Keping 41

1K 80 1
                                    

Ketika Barani Mengatakan Cinta

"Namun ternyata pada akhirnya tak mungkin bisa kupaksa, restunya tak berpihak pada kita."
~Mahalini - Melawan Restu

***

Bulan menahan langit malam, dan gemintang berpendar indah menyemangatinya. Untuk pertama kali aku ragu masuk ke rumahku sendiri, takut bertemu Mama dan Papa. Aku berdiam diri lama di depan pintu, mengumpulkan keberanian yang rasanya satu persatu terus saja menguap. Kutarik nafas dalam-dalam. Cklekk. Akhirnya kubuka juga pintu itu.

Aku berdiri mematung di hadapan Mama dan Papa yang duduk menatapku tajam di ruang tamu. Sorot mata mereka melucuti keberanianku satu persatu.

"Kamu baik-baik saja, Kin?" tanya Mama memastikan.

Aku mengangguk lemah.

"Ada apa sebenarnya?

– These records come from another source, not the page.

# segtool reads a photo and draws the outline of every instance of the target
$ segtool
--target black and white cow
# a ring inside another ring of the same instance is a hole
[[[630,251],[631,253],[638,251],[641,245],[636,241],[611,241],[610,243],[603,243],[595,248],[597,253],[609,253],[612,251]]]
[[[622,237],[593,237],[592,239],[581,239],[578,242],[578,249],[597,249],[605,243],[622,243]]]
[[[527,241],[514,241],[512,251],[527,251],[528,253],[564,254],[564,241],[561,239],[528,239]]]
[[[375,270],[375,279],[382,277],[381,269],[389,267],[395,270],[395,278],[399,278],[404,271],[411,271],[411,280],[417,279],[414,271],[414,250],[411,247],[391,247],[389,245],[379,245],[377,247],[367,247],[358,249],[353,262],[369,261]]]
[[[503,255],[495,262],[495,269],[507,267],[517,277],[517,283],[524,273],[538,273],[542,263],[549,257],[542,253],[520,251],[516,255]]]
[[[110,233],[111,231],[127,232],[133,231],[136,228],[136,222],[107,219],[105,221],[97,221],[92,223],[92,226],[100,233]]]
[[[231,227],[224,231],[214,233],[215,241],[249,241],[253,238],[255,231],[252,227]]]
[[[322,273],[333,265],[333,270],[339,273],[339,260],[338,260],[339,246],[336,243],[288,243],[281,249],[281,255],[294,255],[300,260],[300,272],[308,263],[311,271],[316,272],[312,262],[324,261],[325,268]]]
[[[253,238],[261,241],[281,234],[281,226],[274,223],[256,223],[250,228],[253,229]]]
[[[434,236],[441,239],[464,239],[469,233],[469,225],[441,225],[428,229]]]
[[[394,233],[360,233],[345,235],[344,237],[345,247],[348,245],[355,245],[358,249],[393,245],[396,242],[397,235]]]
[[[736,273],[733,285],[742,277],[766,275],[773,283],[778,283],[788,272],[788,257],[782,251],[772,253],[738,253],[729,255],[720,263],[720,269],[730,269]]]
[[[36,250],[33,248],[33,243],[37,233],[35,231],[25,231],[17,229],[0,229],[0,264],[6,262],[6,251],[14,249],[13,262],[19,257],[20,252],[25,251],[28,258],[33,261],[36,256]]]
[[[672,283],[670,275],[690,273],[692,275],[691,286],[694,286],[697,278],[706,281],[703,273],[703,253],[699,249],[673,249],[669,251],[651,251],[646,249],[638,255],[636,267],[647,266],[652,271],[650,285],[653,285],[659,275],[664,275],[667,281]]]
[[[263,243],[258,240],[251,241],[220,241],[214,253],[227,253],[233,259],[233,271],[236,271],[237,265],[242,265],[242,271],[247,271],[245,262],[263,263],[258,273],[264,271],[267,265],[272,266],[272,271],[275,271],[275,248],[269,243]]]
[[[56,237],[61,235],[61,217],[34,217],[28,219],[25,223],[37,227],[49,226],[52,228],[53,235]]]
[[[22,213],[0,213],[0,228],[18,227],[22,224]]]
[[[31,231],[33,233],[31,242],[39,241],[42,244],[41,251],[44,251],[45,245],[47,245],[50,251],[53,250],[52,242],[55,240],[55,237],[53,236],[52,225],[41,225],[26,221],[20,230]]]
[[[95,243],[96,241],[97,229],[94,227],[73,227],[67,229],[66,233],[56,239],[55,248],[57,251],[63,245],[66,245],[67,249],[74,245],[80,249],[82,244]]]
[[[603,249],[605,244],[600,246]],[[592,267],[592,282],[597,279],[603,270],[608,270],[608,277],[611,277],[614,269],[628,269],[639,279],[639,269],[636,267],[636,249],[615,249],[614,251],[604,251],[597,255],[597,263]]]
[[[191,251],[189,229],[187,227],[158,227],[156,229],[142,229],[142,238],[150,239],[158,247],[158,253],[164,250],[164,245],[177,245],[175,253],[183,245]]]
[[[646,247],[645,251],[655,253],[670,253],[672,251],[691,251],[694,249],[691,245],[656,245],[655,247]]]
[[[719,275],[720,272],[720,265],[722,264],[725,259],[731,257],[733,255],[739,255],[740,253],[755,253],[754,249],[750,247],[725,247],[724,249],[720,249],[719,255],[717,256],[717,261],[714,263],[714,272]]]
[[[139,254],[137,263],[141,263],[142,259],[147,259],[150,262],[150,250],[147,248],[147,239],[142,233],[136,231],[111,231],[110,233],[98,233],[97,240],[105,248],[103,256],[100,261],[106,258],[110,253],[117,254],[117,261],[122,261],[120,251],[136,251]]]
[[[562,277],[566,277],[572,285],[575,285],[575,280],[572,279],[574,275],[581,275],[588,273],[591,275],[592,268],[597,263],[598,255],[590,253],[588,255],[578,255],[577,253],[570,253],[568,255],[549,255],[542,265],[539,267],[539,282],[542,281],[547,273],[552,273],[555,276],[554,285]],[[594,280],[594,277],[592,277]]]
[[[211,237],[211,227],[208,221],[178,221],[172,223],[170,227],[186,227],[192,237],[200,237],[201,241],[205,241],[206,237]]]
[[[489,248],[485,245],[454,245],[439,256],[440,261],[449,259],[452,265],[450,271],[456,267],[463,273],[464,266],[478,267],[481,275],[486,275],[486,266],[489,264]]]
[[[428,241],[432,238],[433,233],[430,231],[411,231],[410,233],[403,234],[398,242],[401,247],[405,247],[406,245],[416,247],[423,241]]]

Jelaskan pada kami," ucap Papa datar, tapi tegas.

Aku melesahkan nafas dan tertunduk. Tidak menjawab pertanyaan itu.

"Ada apa, bilang?!" tekan Papa risau.

Aku dilema.

Mama mengeluarkan ponselnya, meletakkan ponselnya di atas meja, menunjukkannya padaku. Aku tercekat seketika. Di sana menampilkan postingan tentang kejadian di sekolah pagi ini, dan juga foto ciumanku dengan Refo. Perasaanku sekonyong-konyong ikut terseret oleh ketegangan yang makin besar. Aku menatap nanar kedua orangtuaku itu. Mereka punya bukti, nggak bisa dibohongi. Bagaimana pun pada akhirnya mereka pasti tahu, dan lebih baik tahu dariku.

"Apa benar..." Mama berhenti sejenak, takut akan kalimatnya sendiri, "...kamu gay?"

Dadaku sesak. Mataku makin perih. Ya Tuhan, apa aku harus menghadapi ini?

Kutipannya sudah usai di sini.